Low Carb Crackers with Almond Flour
- Preheat the oven to 350 F.
- Combine all dry ingredients (almond flour, parmesan cheese, pepper, salt) in a bowl, stirring together until well-mixed.
- Add about two-thirds of the beaten egg and stir together until it forms a cohesive and rollable dough. Use hands to form the dough, if needed. Set aside the remaining egg.
- Prepare a baking sheet lined with parchment paper or a baking mat. Divide the dough into 4 equal balls and space them out on the parchment paper.
- Working with one piece of dough at a time, cover with plastic wrap and flatten the dough to less than 1/8 inch thick. Get it as thin as you can, and make it uniform across the dough so that the crackers will crisp evenly in the oven. Each dough piece should be flattened to a roughly square shape, about 3x3 inches.
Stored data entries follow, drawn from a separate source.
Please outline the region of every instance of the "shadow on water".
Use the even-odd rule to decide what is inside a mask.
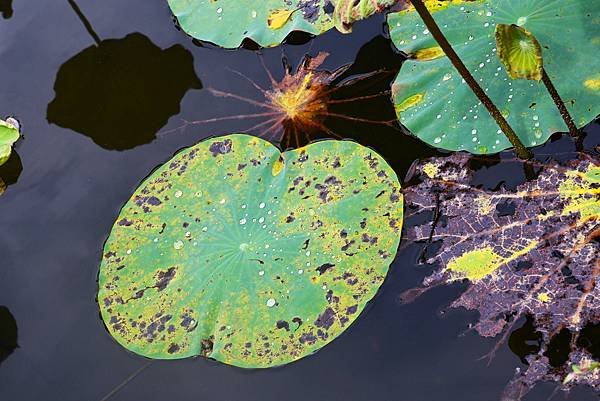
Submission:
[[[96,44],[60,67],[48,122],[109,150],[152,142],[179,113],[185,93],[202,88],[192,54],[181,45],[163,50],[137,32],[101,40],[77,5],[69,3]]]
[[[6,306],[0,305],[0,364],[18,347],[17,321]]]
[[[9,19],[13,16],[12,0],[0,0],[0,14],[2,18]]]
[[[21,158],[13,150],[8,161],[0,166],[0,196],[9,186],[17,182],[22,171],[23,164],[21,163]]]

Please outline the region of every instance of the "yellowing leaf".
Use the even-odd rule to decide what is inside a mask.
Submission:
[[[542,79],[542,48],[531,32],[518,25],[496,25],[498,57],[513,79]]]
[[[279,9],[279,10],[271,11],[271,14],[269,14],[269,19],[267,20],[269,28],[271,28],[271,29],[283,28],[283,26],[285,24],[287,24],[287,22],[290,20],[290,18],[292,18],[292,14],[294,14],[294,12],[296,12],[296,11],[297,10],[286,10],[286,9]]]

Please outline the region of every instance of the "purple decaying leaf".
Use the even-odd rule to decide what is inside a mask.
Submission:
[[[563,329],[573,333],[569,361],[551,367],[542,347],[530,356],[529,368],[517,372],[506,401],[520,399],[543,380],[565,390],[587,384],[600,391],[600,365],[577,344],[578,333],[600,321],[599,164],[584,156],[567,165],[537,163],[537,178],[515,191],[492,192],[472,184],[469,156],[455,154],[420,163],[415,171],[421,182],[405,191],[408,215],[433,215],[426,224],[407,227],[408,240],[441,244],[427,260],[440,268],[406,298],[469,280],[452,307],[479,311],[474,328],[480,335],[502,334],[489,356],[523,316],[533,318],[546,345]]]

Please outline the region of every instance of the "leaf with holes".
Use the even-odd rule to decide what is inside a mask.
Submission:
[[[495,26],[516,24],[542,46],[544,68],[578,126],[600,114],[600,2],[488,0],[430,2],[433,16],[525,146],[567,131],[541,82],[513,81],[496,56]],[[391,37],[412,56],[393,85],[400,121],[428,144],[496,153],[510,142],[412,9],[388,16]]]
[[[0,120],[0,166],[8,161],[12,147],[19,140],[19,123],[14,118]]]
[[[209,139],[154,171],[105,244],[98,300],[114,338],[157,359],[282,365],[340,335],[383,282],[403,198],[374,151],[280,153]]]
[[[581,156],[564,166],[541,164],[537,178],[516,191],[487,191],[473,184],[469,161],[456,154],[423,162],[416,168],[422,181],[405,189],[409,210],[434,215],[408,229],[408,238],[439,244],[428,262],[441,267],[404,299],[468,280],[452,307],[478,310],[475,329],[485,337],[504,332],[500,343],[525,315],[546,344],[563,328],[578,333],[599,323],[600,162]],[[538,356],[540,364],[525,373],[532,383],[553,373]],[[573,350],[573,357],[583,354]]]
[[[293,31],[319,35],[336,26],[349,32],[357,20],[397,0],[168,0],[185,32],[226,48],[244,39],[260,46],[282,43]]]

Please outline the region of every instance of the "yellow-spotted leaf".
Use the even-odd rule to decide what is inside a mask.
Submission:
[[[125,204],[99,275],[127,349],[264,368],[323,347],[358,317],[399,243],[403,198],[374,151],[281,153],[229,135],[185,149]]]

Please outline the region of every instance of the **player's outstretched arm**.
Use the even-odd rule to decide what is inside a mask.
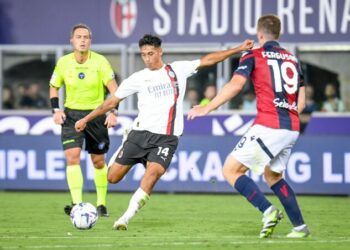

- Optionally, use a butter knife to lightly score the dough into 16-20 individual crackers, making it easier to break them up after baking.
- Using the remaining beaten egg, brush a very thin layer across the surface of the crackers. Discard the rest of the egg.
- Bake at 350 F until golden brown and crispy, about 20 minutes. They will crisp starting from the edges and moving inward; the crackers are done when the centers are crispy. Ovens vary, so frequently monitor the crackers starting at 15 minutes and remove them when done.
- Let them fully cool before breaking into individual crackers by snapping them along the perforations.
|Nutrition Facts Per Serving|
|Total Fat 29g||45%|
|Saturated Fat 6g||31%|
|Trans Fat 0g|
|Total Carb 7.5g||3%|
|Dietary Fiber 4.5g||18%|
Texture and taste
These baked cheese crackers are the best keto crackers that I’ve had — extra crispy and crunchy, and stiff enough to scoop up a generous amount of dip. They’re even sturdier than tortilla chips.
These crackers have a cheesy flavor from the parmesan cheese, but it’s not overwhelming. They’re relatively mild in flavor, which is why I use them as a blank canvas for dipping into artichoke spinach dip, hot crab dip with cream cheese, or hummus. If you’re new to a keto or gluten free diet, these healthy crackers can definitely fill the void of not having a vehicle for your favorite dips!
Tips for making low carb crackers with almond flour
I’ve experimented with this recipe numerous times to optimize it. Here are a few tips for anyone making this the first time:
- Make sure you only use about half to two-thirds of an egg when forming the dough. Don’t accidentally add the whole egg. You don’t want the dough to be too sticky by adding too much egg, which will hamper your ability to flatten the dough. Ideally, you only want to add enough egg so that the mixture forms a cohesive dough. The remaining egg will be used for brushing on top.
- Divide the dough into four equal parts for flattening. In the oven, the dough will crisp up starting from the edges, so by having four separate parts, the dough will crisp more evenly. Otherwise, the edges of a single large sheet of dough will burn before the center is done.
- After dividing the dough into fourths, the easiest way to flatten is to form a round shape and cover with plastic wrap. Press down on the plastic wrap and use your hands to spread the dough out. Then take a rolling pin (or a wine bottle, a can, anything with round sides) to flatten the dough into a roughly rectangular shape about 1/8 inch thick. Once you’re finished, you can lift up the plastic wrap and repeat for the other dough.
- Make sure that the flattened dough is as even as possible, about 1/8 inch thick. It should have uniform thickness across the dough, or your crackers won’t have uniform crispiness. Check that the edges are not too thin compared to the center.
This recipe makes parmesan cheese flavored crackers. You can swap in other flavors such as:
- sea salt and pepper (sprinkle freshly cracked sea salt and coarsely ground black pepper on top of the dough just prior to baking)
- garlic crackers (add garlic powder when forming the dough)
- sesame seed (top with sesame seeds or other kinds of seeds to the dough before baking)
- spicy crackers (add mustard powder or ground cayenne)
- dairy free crackers (if you’re lactose intolerant, you can omit the parmesan cheese for plain crackers)
- flax seed crackers (replace almond flour with finely ground flax seed)
And there are many other variations. Have fun with these mix-ins; I’d love to hear what you’ve paired these homemade crackers with.